Monday, February 9, 2009

Our data quality is good and needs to get better

Here’s something you and I already know: Spoke is far from perfect. Sometimes you get a search result that has bad or outdated info. Maintaining data quality at a very large scale is a problem that bedevils all  “people-search” sites. Recently Seth Grimes wrote a very interesting article taking us – in particular – to task for this. He did a search for a friend of his, Neil Raden, and got results that incorrectly identified the firm he worked for (Hired Brains Magazine is actually Hired Brains Consultancy) and the dates he worked for another company. Seth was totally right to point out flaws in our product. However, it’s worth noting the results from a couple of other sites he compared us to.

  • One lists 19 different people named Neil Raden – none of which are connected to anything called Hired Brains.

  • The other listed just one person and if you click on the related search marked “works for Hired Brains Inc.” it tells you nothing. If you want further contact information you have to sign up with another service.

Our results – assuming you are a Spoke member and not just using the public search results -- actually provide the information to find and contact the Neil Raden in question. Further, by clicking on our web results tab a Spoke member gets links to a large number of articles by him. I want to make it clear, we are not defending our having data that is even slightly incorrect.

Data quality is our most important issue and an area which we have improved on. Neither Seth nor we are satisfied with where we are right now.

When Spoke opened its network less than two years ago, we didn't expect the success we are currently undergoing in term of community involvement. Our community is updating or adding about 350,000 new profiles and contacts every day.
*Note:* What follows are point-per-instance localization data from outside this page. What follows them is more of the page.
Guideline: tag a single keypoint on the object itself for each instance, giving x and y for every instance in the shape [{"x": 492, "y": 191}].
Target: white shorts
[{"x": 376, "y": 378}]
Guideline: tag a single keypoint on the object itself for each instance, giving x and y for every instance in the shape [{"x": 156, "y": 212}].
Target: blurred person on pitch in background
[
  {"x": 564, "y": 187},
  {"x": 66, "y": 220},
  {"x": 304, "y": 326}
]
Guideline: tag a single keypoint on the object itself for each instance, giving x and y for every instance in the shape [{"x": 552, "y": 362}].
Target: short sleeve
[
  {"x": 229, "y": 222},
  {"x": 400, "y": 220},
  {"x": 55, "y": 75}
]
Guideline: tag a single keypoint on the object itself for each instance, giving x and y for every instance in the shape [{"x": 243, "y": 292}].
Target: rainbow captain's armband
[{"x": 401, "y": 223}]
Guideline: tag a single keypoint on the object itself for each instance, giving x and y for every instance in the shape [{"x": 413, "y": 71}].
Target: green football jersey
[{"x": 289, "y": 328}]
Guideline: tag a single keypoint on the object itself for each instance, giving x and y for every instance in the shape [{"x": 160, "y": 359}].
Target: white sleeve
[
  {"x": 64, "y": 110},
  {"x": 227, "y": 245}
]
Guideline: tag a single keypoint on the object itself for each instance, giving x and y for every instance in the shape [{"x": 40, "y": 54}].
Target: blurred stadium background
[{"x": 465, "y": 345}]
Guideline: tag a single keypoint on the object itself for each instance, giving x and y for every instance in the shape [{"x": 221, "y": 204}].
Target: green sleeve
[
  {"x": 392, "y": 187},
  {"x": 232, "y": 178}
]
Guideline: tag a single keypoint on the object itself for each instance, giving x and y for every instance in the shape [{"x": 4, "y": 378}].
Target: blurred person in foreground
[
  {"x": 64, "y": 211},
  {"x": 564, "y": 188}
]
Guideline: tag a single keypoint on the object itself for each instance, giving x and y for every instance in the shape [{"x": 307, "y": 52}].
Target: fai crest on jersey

This is more than ten times the data we were processing daily at the beginning of last year. As the number of participants in the Spoke community increases (it’s already at 55 million profiles), our data continues to grow. Our infrastructure for data processing has had trouble keeping pace with our growth, hence the data quality issue. We want to solve this issue once and for all. To that end and in addition to implementing the most advanced de-duplication technologies, we are currently migrating our data processing technology to the cloud. This is letting us to scale our capacity dynamically to handle increased traffic, data and more.

What do you think? Any complaints, comments or successes? Please don't hesitate to let us know.


  1. Thanks for the post. I would agree that your data quality needs improvement. This, after I've noticed interesting (or is it suspect) information in search results.

    But I've just recently had an opportunity to encounter your support. If my experiences over the last week are any indication of your general support quality, then you might have bigger concerns to worry about than data quality. Support is terrible.

    I'm hoping it's either an extremely isolated incident or April Fool's just rolled around about two months earlier than usual. But it's been a week and I'm yet to get anyone to resolve my issue.

    I'll say this though- I've received two responses to two support emails- the subsequent one seemingly more explanatory than the first email sent. And both responses are exactly the same- word for word.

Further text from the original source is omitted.